Thursday, November 21, 2013

States Need To Up Their Health Insurance Game As ObamaCare Comes Crashing Down And Congress Is Ineffectual: How About A State Reciprocity Law As A Start

ObamaCare is not working from a technological perspective, an insurance perspective, an economic perspective and a public acceptance perspective. The question is quickly becoming not if ObamaCare fails, but how soon.

The current Congress is incapable of passing legislation that will solve the problem and not be vetoed by the President.

The States need to act and they need to act in a uniform but not necessarily identical manner to quickly resolve the health insurance problems across the country created by ObamaCare.

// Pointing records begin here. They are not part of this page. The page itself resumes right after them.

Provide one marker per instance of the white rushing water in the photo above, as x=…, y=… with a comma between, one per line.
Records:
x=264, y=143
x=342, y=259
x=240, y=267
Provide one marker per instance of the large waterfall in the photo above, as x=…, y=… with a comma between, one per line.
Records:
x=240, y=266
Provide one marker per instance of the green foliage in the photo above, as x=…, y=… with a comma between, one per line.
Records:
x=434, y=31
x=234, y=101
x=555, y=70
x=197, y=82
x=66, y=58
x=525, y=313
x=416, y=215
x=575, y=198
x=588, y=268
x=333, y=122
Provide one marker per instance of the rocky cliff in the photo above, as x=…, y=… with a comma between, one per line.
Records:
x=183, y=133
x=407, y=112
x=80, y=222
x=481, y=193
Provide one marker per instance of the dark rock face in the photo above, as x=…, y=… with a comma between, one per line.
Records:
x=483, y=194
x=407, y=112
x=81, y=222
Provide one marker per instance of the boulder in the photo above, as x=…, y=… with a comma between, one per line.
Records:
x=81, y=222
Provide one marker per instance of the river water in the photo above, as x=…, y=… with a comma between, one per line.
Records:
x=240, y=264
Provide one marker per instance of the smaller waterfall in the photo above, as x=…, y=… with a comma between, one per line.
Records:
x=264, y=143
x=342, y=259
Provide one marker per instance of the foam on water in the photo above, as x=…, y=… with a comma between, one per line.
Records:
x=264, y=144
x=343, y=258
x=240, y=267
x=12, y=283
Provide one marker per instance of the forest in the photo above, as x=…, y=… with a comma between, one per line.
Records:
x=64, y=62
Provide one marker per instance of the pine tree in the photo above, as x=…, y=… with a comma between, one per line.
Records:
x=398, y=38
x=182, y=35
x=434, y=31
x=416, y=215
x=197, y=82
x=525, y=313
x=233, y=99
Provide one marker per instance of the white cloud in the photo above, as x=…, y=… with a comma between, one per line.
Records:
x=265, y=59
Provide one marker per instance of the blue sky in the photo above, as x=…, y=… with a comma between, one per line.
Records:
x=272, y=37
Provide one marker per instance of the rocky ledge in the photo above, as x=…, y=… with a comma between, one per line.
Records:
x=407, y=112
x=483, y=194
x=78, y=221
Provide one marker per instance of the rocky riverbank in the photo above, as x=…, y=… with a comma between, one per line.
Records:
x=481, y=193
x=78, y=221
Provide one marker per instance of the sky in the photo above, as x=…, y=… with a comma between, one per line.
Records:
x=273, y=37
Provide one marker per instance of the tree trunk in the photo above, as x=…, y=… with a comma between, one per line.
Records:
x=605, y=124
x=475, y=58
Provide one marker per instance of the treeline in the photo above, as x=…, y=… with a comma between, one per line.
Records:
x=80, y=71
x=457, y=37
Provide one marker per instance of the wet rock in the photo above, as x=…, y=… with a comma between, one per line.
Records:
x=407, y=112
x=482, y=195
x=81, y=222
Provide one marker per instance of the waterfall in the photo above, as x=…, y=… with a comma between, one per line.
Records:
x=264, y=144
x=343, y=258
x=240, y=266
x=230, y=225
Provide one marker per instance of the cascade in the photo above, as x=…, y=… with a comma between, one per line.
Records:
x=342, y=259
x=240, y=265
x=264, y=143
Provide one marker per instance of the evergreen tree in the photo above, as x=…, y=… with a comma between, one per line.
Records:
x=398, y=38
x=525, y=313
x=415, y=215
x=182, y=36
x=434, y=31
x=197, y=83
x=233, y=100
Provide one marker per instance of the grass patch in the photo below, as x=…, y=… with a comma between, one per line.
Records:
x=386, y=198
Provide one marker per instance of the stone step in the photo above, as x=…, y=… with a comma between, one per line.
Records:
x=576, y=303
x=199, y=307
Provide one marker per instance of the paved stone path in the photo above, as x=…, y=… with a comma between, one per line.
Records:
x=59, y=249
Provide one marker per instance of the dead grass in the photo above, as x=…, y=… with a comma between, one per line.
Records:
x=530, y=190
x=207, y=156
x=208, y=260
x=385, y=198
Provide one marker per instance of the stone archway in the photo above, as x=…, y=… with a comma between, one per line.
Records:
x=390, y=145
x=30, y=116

A good start would be a health insurance reciprocity law.

Reciprocity Law
The States should pass laws that would allow any of their residents to purchase an out of state health insurance policy without the need for new state approvals, if:
  1. The health insurance policy is legal in and offered in the originating state, and
  2. Pays for medical services within the purchaser's state to medical providers doing business in the purchaser's state, and
  3. The originating state of the health insurance policy also allows its residents to buy out of state health insurance policies.
Enactment of a health insurance reciprocity law by the States and DC would create blanket health insurance coverage across the entire US without the need to wait for any federal legislative action.

States will be free to allow any type of health insurance and residents of reciprocal states will be free to choose in-state insurance or out-of-state insurance from reciprocal states.

Insurance companies will get the chance to sell in a larger market with the trade-off that insurance competition will increase.

Add a change at the federal level to the US Tax Code to allow individuals to deduct the cost of health insurance and there will be no need for ObamaCare.